China Cracks Down on "Small Gold Mines"

Published: 2009-05-13

Cover News, page 17, Issue 418, May 11
Translated by Liu Peng
Original article: [Chinese]

China recently launched a campaign to crack down on "small gold mines" - that is, secret slush funds containing public money that has been siphoned off by government organs and other public institutions.

The exact number and size of these illegal accounts remains a mystery. Sun Baohou, Auditor-in-Chief at the National Audit Office (NAO) once remarked that it's almost impossible to know just how many exist in China.

However, he went on to estimate that government organs and public institutions might lock away 82.7 billion yuan in secret accounts every year.
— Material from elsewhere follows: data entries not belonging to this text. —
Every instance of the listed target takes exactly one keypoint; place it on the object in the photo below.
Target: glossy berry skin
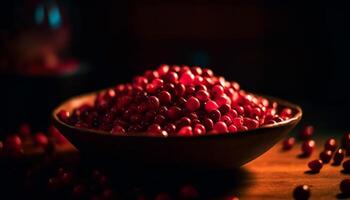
(331, 144)
(326, 156)
(221, 127)
(308, 147)
(346, 166)
(302, 192)
(306, 132)
(192, 104)
(186, 131)
(288, 143)
(345, 187)
(315, 165)
(338, 156)
(211, 106)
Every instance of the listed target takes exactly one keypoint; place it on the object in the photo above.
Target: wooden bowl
(221, 151)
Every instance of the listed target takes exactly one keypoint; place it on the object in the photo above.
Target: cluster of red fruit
(331, 150)
(14, 143)
(174, 100)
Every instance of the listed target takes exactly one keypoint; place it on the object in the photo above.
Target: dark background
(289, 49)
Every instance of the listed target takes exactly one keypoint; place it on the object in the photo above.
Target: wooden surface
(273, 175)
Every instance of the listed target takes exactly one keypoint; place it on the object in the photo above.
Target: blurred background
(51, 50)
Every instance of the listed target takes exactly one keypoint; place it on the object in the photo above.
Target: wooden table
(273, 175)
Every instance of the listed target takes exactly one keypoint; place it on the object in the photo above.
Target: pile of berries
(174, 100)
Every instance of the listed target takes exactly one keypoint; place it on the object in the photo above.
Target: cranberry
(288, 143)
(331, 144)
(208, 123)
(171, 77)
(308, 147)
(199, 129)
(63, 115)
(346, 166)
(215, 115)
(220, 127)
(187, 78)
(226, 119)
(211, 106)
(302, 192)
(315, 165)
(170, 128)
(164, 97)
(232, 128)
(326, 156)
(185, 131)
(41, 139)
(202, 95)
(250, 123)
(180, 89)
(153, 103)
(345, 187)
(174, 112)
(189, 192)
(338, 157)
(306, 132)
(192, 104)
(163, 69)
(217, 90)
Others speculated that the figure may be as high as 500 billion yuan a year, which corresponds to about 5% of national gross domestic product (GDP).

From 1998 to 2006, the NAO unearthed 140.6 billion yuan stored in illegal slush funds.

A directive on regulating and inspecting these slush funds was jointly issued by the Central Commission for Discipline Inspection of the Communist Party of China, the Ministry of Supervision, the Ministry of Finance and the NAO in late April.

This is the twelfth time since the 1980's that China has launched a crackdown on slush funds. The campaign is expected to last for 8 months.

The directive offers whistle-blowers a reward of up to 100,000 yuan for information leading to the uncovering of secret accounts containing embezzled money.

The Economic Observer learned that the State Administration of Forestry began an internal investigation of its accounts on May 11.

However, some still doubted the efficacy of the project, observing that central authorities lacked the resources required to do a full audit and therefore most administrative units would only be asked to report on themselves.